A questão é que, passado pouquíssimo tempo, a partir de 2020 o Brasil começou a viver um fenômeno extraordinário, um novo tipo de corrupção no qual existem os corruptores enriquecendo com vantagens indevidas, porém não existem os corruptos, ou seja, aqueles que recebem propina para viabilizar as falcatruas. Mágica? Cegueira seletiva?
Em 2021 o quadro tornou-se ainda pior, com a sensação de que, de repente, apenas algumas pessoas são corruptas e responsáveis pelo maior escândalo de corrupção deste País. Indivíduos que, juntos, não lotariam um carro médio.

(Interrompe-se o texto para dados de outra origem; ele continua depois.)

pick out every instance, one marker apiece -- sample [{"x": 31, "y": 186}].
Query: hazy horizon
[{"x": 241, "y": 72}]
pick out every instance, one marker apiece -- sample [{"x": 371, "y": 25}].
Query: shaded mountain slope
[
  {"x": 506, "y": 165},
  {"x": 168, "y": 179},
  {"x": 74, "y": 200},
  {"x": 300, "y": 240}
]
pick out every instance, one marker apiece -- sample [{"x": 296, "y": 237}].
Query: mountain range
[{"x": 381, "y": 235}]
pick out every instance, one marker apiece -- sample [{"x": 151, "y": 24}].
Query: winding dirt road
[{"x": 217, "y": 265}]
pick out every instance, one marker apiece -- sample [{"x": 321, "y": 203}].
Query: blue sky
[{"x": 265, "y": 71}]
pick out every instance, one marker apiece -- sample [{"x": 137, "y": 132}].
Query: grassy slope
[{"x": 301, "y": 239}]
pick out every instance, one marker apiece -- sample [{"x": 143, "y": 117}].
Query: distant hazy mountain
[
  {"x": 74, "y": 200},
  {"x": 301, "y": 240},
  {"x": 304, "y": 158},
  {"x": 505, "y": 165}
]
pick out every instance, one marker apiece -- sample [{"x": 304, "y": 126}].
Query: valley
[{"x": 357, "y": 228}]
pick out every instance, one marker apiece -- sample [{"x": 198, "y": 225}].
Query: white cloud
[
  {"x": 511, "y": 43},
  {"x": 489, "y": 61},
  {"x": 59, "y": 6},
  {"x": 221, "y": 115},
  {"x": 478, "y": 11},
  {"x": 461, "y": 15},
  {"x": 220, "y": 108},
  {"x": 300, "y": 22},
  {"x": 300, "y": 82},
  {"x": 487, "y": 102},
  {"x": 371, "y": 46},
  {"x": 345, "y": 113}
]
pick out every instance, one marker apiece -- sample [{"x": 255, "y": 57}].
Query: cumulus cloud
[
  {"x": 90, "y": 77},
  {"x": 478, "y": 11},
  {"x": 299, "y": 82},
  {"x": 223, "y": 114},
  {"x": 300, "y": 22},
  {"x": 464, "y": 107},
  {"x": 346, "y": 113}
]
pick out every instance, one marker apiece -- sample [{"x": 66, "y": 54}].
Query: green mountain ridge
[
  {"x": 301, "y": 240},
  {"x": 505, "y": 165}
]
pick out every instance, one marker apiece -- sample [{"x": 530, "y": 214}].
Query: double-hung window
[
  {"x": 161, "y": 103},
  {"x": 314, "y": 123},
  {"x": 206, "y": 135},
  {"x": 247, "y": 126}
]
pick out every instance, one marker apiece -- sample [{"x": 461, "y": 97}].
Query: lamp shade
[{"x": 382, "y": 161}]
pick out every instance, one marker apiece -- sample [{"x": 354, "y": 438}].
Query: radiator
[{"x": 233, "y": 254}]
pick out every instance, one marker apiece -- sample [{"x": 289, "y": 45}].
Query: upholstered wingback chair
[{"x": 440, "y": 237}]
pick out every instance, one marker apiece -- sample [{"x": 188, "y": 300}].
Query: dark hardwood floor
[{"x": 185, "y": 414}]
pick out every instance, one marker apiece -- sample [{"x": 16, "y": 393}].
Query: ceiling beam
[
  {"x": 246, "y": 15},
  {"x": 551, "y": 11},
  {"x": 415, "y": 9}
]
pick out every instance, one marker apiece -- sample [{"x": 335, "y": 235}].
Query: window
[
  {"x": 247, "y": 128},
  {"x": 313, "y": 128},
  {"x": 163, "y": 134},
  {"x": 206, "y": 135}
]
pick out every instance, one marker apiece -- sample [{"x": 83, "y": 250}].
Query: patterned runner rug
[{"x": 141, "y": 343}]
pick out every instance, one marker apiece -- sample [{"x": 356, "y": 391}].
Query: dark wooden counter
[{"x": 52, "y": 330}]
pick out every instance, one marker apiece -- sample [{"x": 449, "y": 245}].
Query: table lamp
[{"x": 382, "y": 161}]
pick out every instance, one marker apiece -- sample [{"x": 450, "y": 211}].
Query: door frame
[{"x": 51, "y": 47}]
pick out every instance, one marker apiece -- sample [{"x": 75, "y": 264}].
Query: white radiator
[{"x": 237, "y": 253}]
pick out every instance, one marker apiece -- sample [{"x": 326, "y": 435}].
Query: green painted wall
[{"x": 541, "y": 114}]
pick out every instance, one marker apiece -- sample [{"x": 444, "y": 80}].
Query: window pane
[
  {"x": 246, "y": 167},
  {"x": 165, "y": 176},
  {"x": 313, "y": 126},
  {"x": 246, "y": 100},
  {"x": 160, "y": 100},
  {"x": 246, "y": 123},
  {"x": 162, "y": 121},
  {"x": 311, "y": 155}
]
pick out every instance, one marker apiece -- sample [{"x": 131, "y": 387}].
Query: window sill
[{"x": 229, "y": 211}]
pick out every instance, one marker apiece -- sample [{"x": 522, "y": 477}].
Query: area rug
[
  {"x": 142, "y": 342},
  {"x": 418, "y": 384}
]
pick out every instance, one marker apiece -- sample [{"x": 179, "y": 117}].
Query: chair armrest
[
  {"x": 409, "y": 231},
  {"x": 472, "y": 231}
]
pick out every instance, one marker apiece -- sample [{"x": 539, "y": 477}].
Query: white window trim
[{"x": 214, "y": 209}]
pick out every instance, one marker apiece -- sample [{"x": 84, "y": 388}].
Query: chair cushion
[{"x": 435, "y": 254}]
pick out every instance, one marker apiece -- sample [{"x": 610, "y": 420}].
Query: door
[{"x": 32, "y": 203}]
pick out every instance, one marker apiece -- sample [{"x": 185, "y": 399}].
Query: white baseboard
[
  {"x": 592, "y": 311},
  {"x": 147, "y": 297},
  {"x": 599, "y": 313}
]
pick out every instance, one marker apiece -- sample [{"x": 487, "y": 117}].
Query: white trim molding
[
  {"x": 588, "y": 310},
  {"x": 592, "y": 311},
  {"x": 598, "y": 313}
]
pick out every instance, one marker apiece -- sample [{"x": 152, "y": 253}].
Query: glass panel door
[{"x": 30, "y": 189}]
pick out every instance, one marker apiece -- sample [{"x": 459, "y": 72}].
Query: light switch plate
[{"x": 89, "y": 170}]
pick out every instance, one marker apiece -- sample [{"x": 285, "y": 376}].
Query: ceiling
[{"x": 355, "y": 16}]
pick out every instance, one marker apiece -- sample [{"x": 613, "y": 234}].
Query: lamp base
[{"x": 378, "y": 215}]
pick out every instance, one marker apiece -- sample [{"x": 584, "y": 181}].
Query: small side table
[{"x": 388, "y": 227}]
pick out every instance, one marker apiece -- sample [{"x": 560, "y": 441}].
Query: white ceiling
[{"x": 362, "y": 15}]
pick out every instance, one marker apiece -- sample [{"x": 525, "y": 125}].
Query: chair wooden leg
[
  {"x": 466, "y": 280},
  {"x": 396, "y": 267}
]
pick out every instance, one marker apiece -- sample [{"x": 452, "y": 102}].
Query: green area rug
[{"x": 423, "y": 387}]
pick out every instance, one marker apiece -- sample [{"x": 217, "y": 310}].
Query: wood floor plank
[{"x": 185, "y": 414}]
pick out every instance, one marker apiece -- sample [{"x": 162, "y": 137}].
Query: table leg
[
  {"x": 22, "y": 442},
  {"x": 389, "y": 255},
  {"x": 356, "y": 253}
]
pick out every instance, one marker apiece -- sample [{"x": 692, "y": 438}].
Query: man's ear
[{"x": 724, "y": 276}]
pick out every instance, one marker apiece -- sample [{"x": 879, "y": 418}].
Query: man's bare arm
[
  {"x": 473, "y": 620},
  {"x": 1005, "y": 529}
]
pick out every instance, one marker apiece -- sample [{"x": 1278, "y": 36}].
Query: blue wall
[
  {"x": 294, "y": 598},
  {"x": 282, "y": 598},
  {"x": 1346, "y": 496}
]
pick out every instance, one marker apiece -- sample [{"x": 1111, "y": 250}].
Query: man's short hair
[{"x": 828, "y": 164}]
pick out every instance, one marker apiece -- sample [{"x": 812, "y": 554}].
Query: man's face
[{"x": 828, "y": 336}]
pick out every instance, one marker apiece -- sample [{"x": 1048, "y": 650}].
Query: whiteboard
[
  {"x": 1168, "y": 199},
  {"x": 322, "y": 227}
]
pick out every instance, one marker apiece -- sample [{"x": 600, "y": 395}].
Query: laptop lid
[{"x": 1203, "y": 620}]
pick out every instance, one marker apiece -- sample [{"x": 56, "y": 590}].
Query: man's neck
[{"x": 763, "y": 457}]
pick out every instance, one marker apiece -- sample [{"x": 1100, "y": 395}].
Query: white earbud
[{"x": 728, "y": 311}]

E ninguém mais.
Todo o resto parece ter desaparecido de repente, como se os bilhões devolvidos aos cofres públicos não fossem provas de nada ou talvez sejam fruto da bondade dos empreiteiros em repentino ato de benevolência patriótica. É uma espécie de aceitação – ampla, geral, irrestrita e absurda – da ideia de que, por exemplo, é possível a infidelidade conjugal sem amante. A fantasia está mascarando a realidade.
Cabe lembrar o que disse o ministro Luís Roberto Barroso, em seu voto no julgamento pelo plenário do Supremo Tribunal de Justiça no julgamento da suspeição do ex-juiz federal Sérgio Moro no processo envolvendo o ex-presidente Luís Inácio Lula da Silva e o triplex do Guarujá: “Na Itália, a corrupção conquistou a impunidade. Aqui, entre nós, ela quer vingança. Quer ir atrás dos procuradores e juízes que ousaram enfrentá-la. Para que ninguém nunca mais tenha a coragem de fazê-lo. No Brasil, hoje, temos os que não querem ser punidos, o que é um sentimento humano e compreensível. Mas temos um lote muito pior, dos que não querem ficar honestos nem daqui para a frente, e que gostariam que tudo continuasse como sempre foi”. A suspeição acabou confirmada por 7 votos a 4, mas o voto vencido do ministro Barroso deixou uma reflexão ainda muito válida, porque permanece atual.
Se estamos vivendo um torpor coletivo, uma amnésia geral, um devaneio absolutório, precisamos de ajuda médica urgente. Sem isso, o vírus da corrupção tomará conta de vez de todo o organismo nacional, enquanto fingimos acreditar que era só uma gripezinha e que ela já passou.